Harsha Bhogle hits back at English media over Deepti Sharma run out controversy

Harsha Bhogle took to Twitter to have his say on Deepti Sharma running out Charlotte Dean in the third India Women vs England Women at Lord’s last week.
Harsha Bhogle Deepti Sharma England?width=963&height=541&resizemode=4
“I think it is a cultural thing.”

Charlotte Dean’s run-out in the third and final ODI between England Women and India Women at Lord’s on Saturday, September 24, continues to spark debates among cricket experts and fans. India all-rounder Deepti Sharma ran Dean out for backing up at the non-striker’s end, completing India’s 16-run win after a resolute last-wicket stand.

The mode of dismissal has been largely criticised, with the “spirit of cricket” debates raging on. With a majority of present and former England cricketers, including England Women skipper Heather Knight, being critical of Dean's runout, Harsha Bhogle expressed his view on the subject in a gripping Twitter thread.

Bhogle, a renowned broadcaster and journalist, stated that “it is a cultural thing”.

“I find it very disturbing that a very large section of the media in England is asking questions of a girl who played by the laws of the game & none at all of another who was gaining an illegal advantage and was a habitual offender. That includes reasonable people and I think it is a cultural thing,” tweeted Bhogle.

“The English thought it was wrong to do so & because they ruled over a large part of the cricket world, they told everyone it was wrong. The colonial domination was so powerful that few questioned it. As a result, the mindset still is that what England considers wrong should be considered wrong by the rest of the cricket world, much like the "line" the Aussies say you must not cross having decided what the line should be which is fine in their culture but may not be for others. 
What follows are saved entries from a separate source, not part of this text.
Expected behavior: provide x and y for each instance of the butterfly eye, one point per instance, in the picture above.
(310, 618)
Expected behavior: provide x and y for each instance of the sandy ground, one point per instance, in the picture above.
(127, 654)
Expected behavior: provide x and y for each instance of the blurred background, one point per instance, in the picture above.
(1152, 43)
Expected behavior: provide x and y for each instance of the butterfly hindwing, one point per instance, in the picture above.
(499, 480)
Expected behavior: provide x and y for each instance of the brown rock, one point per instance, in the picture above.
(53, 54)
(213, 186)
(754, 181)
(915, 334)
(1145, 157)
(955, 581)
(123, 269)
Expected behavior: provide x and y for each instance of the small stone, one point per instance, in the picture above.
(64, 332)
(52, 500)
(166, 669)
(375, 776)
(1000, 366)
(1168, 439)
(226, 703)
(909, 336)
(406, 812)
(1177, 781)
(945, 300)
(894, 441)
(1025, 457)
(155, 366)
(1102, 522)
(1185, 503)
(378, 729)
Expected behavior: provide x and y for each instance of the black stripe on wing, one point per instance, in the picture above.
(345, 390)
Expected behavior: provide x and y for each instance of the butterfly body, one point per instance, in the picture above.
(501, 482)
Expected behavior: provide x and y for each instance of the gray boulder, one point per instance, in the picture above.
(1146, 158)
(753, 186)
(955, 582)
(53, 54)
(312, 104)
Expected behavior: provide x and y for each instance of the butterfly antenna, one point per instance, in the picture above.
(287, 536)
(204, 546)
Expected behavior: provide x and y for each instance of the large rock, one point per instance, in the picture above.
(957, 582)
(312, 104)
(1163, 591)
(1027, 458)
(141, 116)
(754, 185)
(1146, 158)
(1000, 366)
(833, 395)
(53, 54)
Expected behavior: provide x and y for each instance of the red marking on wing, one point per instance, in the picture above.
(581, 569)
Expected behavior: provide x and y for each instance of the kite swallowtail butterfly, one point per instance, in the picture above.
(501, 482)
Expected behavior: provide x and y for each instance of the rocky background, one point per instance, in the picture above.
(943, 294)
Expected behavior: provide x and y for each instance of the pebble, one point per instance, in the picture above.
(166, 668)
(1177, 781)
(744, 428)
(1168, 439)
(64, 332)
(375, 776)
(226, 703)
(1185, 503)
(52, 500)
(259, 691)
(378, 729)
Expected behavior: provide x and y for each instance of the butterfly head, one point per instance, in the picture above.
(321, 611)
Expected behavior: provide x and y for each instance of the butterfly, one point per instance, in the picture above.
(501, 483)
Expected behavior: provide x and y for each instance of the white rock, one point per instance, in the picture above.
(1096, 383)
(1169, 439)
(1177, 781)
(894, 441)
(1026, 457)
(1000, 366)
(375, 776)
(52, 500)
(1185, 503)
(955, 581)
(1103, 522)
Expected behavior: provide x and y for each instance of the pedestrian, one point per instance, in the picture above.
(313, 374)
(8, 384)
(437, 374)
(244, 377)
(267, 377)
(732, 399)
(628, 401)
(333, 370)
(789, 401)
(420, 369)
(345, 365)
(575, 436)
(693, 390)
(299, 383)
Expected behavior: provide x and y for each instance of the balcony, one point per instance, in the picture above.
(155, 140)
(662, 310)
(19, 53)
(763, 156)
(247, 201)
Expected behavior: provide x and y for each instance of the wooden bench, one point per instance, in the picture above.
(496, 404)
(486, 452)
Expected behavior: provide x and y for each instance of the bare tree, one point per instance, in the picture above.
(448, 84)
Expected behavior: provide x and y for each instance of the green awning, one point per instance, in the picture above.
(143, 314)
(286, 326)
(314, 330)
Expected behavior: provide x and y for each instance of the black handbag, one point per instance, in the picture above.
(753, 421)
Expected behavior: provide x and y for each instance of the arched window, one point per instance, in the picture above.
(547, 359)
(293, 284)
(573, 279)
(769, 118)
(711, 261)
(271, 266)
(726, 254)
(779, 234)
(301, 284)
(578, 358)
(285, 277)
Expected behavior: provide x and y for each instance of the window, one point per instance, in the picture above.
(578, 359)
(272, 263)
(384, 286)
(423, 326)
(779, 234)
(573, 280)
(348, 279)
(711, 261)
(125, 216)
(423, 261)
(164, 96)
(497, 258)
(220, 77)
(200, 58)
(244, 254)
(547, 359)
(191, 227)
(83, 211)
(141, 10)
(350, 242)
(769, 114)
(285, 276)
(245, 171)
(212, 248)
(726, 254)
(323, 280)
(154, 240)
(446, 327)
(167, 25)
“The rest of the world is no longer obligated to think the way England does and so we see what is so plainly wrong. So too is the notion that turning tracks are bad but seaming tracks are fine. The reason I say it is cultural is that it is what they are brought up to think. They don't think it is wrong. The problem arises and we are guilty of it too, when people sit in judgement of each other's approach.”

Bhogle further reiterated that the game should be played within its laws, and that would avoid all the subjectivity and opinions surrounding the spirit of cricket, while asking for the criticism over Deepti’s act be stopped.

“England wants the rest of the world not to like running out batters at the non-striker's end and have been vitriolic and abusive towards Deepti and others who have done it. We come hard too, asking others to wake up from centuries old colonial slumber. The easiest thing is to play by the laws of the game & stop worrying about subjective interpretation of the spirit of the game,stop forcing opinions on others.The law says the non-striker must be behind the crease till the bowler's arm is at its highest point. If you obey that, the game will move along smoothly. If you point fingers at others, like many in England have at Deepti, you remain open to questions asked of you. 

“It is best if those in power, or who were in power, stop believing that the world must move at their bidding. As in society, where judges implement the law of the land, so too in cricket. But I remain disturbed by the vitriol directed towards Deepti. She played by the laws of the game and criticism of what she did must stop.”